It could be zero or NULL. We already saw NA weight and qty in random sample.
For all countries.
miss <- tbl(trade_src, sql("select sum (case when weight is null then 1 else 0 end) as weight_null,
sum (case when qty is null then 1 else 0 end) as qty_null,
sum (case when tvalue is null then 1 else 0 end) as tvalue_null,
sum (case when weight = 0 then 1 else 0 end) as weight_0,
sum (case when qty = 0 then 1 else 0 end) as qty_0,
sum (case when tvalue = 0 then 1 else 0 end) as tvalue_0 from ess.ct_tariffline_adhoc ")) %>%
collect() %>% as.integer()
dim(miss) <- c(3, 2)
colnames(miss) <- c("NA", "zero")
rownames(miss) <- c("weight", "qty", "tvalue")
miss
## NA zero
## weight 16261537 0
## qty 9667561 0
## tvalue 0 349742
We have null (in R they are converted into NA) cases for weight and qty and zero cases for value.
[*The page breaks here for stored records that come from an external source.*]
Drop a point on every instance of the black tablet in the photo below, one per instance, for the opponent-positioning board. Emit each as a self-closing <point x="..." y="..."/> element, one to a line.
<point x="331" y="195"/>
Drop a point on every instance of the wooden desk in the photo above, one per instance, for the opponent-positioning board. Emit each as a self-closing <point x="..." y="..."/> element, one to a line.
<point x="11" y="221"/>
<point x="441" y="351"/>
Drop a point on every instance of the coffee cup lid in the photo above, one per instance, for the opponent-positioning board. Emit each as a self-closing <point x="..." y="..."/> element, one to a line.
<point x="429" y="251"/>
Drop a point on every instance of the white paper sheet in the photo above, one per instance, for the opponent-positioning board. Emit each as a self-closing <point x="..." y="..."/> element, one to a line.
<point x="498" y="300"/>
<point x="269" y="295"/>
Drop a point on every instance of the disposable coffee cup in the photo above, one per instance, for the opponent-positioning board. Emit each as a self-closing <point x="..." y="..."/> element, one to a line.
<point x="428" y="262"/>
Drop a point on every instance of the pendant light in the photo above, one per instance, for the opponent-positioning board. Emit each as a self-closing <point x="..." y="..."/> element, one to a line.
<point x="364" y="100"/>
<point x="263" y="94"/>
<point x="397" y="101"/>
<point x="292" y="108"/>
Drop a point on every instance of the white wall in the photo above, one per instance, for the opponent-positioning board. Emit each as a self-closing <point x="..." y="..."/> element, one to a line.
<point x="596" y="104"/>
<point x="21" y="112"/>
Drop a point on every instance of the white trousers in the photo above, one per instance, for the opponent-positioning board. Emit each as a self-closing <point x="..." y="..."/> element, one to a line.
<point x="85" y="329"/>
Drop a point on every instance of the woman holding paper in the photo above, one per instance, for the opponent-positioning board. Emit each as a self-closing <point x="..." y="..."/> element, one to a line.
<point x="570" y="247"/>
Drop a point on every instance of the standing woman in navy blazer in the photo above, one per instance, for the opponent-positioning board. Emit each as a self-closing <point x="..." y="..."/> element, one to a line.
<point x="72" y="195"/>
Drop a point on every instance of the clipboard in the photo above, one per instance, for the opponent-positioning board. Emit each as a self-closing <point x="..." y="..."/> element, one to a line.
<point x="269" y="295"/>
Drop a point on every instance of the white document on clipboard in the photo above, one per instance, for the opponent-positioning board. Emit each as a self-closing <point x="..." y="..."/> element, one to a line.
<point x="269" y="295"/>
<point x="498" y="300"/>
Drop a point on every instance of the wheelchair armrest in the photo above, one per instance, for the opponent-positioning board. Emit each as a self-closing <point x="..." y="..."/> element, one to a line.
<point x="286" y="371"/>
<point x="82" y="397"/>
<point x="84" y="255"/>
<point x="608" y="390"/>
Are there cases when for the same trade flow we have several records with different units (note from Giorgio)?
agriItems <- paste0("'", paste(getAgriHSCodes(), collapse = "','"), "'")
cttlagri <- tbl(trade_src, sql(paste0(
"select *
from (select rep, tyear, flow, comm, substring(comm from 1 for 6) as hs6,
prt, weight, qty, qunit, tvalue
from ess.ct_tariffline_adhoc
where rep in ('376', '842', '276')
and tyear = '2011') as tbl1
where hs6 in(", agriItems, ") "))) %>%
select(-hs6)
cttlagri %>%
group_by(tyear, rep, prt, flow, comm) %>%
summarize(nrows = n()) %>%
ungroup() %>%
filter(nrows > 1)
## Source: postgres 9.4.4 [trade@localhost:5432/sws_data]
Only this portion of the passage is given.